Louisville Miss July 20th /63
Dear Sir Visburg is gone and as a consequence Mississippi is gone and in the opinion of allmost every one here the Confederacy is gone. I can myself see but one chance, but one course to pursue to save it, and I fear it is now too late for even that to check the tide that is overwhelming us. It is simply by your own authority, and without waiting for congress to give you authority, to call out every able bodied Negro man from the age of sixteen to fifty years old. They will go readily and cheerfully. The owners would gladly give them up and afford every facility in getting them off. On every road leading from the western Country there is a constant stream of negroes running into Ala & Georgia & the Carolinas. They will destroy all the food in those states like an army of locusts. This if nothing else would starve us into subjection in a few months It is precisly what our enemy want. Take our nego men away and thereby relieve us of a dangerous element. Force the young white men, who are running off with them, into the army and we, the old men will take care of the negro women and children and make corn. Act promptly the negro men will all go to the enemy if not taken to our own army I believe fully half of them had rather go into our ranks than the Yankees They want to be in the frollick & they will be one way or the other. Away with all squeamesness about employing negroes in civilized warfare. Our enemies are doing it as rappidly as they can and we are left no other alternative.– If you knew with what pleasure I would send off every negro man I have tomorrow morning you would not dismiss this hastily.
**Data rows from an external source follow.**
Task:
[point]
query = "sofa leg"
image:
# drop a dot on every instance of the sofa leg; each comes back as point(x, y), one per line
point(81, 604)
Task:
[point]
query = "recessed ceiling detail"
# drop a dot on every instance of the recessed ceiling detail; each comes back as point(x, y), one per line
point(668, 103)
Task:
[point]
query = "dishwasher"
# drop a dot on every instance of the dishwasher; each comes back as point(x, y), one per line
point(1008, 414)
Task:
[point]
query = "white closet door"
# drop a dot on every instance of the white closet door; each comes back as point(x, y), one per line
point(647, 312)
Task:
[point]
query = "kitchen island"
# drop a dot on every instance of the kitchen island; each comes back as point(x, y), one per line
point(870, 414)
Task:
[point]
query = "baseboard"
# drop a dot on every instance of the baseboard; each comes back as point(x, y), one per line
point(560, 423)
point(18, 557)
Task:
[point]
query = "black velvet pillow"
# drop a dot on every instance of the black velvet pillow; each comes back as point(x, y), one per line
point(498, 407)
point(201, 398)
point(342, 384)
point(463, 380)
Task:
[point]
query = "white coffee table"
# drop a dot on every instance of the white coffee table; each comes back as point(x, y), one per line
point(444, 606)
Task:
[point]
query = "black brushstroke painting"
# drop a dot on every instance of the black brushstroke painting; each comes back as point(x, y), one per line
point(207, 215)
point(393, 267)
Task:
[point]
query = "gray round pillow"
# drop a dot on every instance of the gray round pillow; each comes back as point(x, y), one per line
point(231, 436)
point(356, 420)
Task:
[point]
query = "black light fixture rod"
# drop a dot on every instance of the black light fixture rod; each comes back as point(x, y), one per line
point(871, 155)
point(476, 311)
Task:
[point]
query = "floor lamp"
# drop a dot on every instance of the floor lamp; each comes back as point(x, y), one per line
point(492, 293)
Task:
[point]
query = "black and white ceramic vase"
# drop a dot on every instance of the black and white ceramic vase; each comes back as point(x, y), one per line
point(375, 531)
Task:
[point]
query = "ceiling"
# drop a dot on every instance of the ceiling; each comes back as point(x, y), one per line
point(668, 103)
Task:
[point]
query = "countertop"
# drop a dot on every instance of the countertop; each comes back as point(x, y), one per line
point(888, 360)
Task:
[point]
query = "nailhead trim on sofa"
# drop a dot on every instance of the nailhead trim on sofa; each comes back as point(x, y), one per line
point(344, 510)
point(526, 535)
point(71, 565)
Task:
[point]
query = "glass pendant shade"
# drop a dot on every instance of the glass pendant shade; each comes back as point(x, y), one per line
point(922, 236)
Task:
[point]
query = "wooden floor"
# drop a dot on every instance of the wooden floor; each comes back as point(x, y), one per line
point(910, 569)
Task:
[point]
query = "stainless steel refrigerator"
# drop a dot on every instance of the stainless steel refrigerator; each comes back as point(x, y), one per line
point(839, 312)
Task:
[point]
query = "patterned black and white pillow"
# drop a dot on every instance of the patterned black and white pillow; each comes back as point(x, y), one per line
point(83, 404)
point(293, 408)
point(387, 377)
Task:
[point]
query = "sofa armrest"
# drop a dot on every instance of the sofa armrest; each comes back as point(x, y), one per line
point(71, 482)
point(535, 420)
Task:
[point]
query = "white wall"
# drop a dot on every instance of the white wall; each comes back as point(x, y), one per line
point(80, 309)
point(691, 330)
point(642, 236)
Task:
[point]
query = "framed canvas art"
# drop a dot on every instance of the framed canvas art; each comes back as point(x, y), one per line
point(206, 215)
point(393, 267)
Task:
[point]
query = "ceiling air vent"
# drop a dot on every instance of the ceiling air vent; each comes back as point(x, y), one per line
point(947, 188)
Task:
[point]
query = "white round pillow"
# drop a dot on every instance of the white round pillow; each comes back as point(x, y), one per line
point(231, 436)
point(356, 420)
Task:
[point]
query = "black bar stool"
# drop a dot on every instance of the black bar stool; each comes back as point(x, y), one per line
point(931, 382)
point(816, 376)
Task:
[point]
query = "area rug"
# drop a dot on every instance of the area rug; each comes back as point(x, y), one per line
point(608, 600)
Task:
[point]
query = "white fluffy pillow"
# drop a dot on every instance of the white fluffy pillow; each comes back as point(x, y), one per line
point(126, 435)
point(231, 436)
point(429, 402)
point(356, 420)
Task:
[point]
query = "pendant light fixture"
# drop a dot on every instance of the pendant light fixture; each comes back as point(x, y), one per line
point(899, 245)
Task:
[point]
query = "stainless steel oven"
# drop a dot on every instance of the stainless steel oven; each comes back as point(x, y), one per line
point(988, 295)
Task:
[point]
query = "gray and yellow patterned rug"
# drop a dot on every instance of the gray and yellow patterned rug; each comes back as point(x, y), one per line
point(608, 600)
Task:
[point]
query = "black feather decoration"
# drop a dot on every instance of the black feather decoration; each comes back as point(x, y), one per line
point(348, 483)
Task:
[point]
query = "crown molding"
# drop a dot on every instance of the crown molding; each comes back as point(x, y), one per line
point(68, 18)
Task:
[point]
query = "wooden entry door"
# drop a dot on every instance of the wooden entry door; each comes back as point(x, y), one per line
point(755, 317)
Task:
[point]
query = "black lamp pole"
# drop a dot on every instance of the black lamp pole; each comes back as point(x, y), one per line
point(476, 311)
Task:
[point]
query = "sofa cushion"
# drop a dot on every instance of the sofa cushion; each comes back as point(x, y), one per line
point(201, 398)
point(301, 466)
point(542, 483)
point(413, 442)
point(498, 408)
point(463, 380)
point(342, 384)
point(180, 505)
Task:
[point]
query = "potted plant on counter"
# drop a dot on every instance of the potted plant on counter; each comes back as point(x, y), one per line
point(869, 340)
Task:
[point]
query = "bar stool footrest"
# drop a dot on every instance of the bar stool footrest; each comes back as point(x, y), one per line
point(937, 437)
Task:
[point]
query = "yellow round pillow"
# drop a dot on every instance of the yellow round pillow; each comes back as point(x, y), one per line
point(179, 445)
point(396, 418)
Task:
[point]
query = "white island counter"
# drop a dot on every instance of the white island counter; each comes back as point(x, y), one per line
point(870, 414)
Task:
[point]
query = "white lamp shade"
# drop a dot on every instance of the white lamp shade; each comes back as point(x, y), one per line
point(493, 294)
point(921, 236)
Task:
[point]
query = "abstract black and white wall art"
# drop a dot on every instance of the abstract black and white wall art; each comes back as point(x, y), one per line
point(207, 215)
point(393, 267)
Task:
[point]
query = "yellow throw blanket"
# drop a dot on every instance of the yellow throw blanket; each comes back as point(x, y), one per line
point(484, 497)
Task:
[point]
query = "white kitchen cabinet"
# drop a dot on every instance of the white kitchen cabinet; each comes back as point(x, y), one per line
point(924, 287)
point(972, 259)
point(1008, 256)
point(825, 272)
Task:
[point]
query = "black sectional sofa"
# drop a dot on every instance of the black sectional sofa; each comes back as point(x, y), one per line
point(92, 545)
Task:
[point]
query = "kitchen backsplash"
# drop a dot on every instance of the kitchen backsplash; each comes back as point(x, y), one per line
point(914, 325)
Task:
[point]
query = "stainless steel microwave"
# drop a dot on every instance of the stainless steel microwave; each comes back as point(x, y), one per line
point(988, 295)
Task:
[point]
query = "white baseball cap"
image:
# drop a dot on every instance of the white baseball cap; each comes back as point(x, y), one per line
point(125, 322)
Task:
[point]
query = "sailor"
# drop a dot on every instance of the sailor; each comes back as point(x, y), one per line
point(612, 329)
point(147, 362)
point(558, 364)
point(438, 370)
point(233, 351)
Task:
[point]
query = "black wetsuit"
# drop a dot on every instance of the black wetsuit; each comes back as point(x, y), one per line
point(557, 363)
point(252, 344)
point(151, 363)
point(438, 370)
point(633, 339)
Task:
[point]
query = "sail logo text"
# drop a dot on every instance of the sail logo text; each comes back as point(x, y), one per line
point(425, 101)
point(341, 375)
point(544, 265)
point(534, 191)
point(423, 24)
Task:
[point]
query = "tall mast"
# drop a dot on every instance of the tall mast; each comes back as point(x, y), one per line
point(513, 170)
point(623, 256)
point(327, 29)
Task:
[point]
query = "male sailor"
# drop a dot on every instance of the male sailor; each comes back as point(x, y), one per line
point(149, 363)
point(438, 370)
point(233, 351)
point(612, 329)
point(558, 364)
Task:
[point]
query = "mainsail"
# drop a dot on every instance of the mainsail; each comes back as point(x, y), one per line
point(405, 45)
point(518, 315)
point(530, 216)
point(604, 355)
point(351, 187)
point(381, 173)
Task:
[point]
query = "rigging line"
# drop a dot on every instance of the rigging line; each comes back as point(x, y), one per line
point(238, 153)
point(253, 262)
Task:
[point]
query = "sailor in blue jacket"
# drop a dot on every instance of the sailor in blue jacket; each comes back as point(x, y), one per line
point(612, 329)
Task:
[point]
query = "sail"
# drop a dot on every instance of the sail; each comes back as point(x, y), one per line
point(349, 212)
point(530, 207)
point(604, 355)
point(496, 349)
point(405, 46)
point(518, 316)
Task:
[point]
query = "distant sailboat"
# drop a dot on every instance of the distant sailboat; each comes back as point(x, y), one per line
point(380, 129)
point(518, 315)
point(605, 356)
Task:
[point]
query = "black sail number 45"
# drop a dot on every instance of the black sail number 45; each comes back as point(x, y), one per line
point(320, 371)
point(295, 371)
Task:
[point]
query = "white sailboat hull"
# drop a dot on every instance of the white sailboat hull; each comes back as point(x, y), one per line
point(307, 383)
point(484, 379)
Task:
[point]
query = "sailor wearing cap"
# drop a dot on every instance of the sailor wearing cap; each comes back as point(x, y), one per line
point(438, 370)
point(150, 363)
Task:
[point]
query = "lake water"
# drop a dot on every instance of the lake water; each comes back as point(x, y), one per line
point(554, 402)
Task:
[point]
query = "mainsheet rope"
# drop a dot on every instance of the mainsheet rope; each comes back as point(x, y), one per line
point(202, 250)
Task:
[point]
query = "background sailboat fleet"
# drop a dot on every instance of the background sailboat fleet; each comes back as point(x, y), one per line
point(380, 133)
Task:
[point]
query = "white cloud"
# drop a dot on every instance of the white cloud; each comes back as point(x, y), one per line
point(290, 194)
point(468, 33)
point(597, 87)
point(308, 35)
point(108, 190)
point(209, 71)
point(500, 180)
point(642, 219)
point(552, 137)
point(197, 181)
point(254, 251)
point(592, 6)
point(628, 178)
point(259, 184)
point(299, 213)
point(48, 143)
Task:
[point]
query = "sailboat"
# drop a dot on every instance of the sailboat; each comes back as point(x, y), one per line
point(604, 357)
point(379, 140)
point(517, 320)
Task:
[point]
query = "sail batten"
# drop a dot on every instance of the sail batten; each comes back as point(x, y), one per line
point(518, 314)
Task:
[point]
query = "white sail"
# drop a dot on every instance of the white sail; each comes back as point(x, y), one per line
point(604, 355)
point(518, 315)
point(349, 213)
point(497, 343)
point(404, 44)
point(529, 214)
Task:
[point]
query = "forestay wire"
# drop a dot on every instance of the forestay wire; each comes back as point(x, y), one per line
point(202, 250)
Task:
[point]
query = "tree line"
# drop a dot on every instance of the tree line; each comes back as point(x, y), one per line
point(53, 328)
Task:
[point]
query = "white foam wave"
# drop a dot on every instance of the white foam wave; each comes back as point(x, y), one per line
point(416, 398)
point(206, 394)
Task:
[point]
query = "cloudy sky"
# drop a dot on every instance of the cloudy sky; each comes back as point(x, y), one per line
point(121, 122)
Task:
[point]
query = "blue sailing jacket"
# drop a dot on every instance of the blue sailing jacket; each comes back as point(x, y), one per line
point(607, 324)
I am only one of the masses and what I say I believe nearly every slave holder in the South would say and do. With the highest considerations of respect I am verry truly youre friend.
O G Eiland
O. G. Eiland to President Davis, 20 July 1863, B-581 1863, Letters Received, series 5, Secretary of War, War Department Collection of Confederate Records, Record Group 109, National Archives. Endorsement.
Published in The Black Military Experience, pp. 284–85, and in Free at Last, pp. 132–33.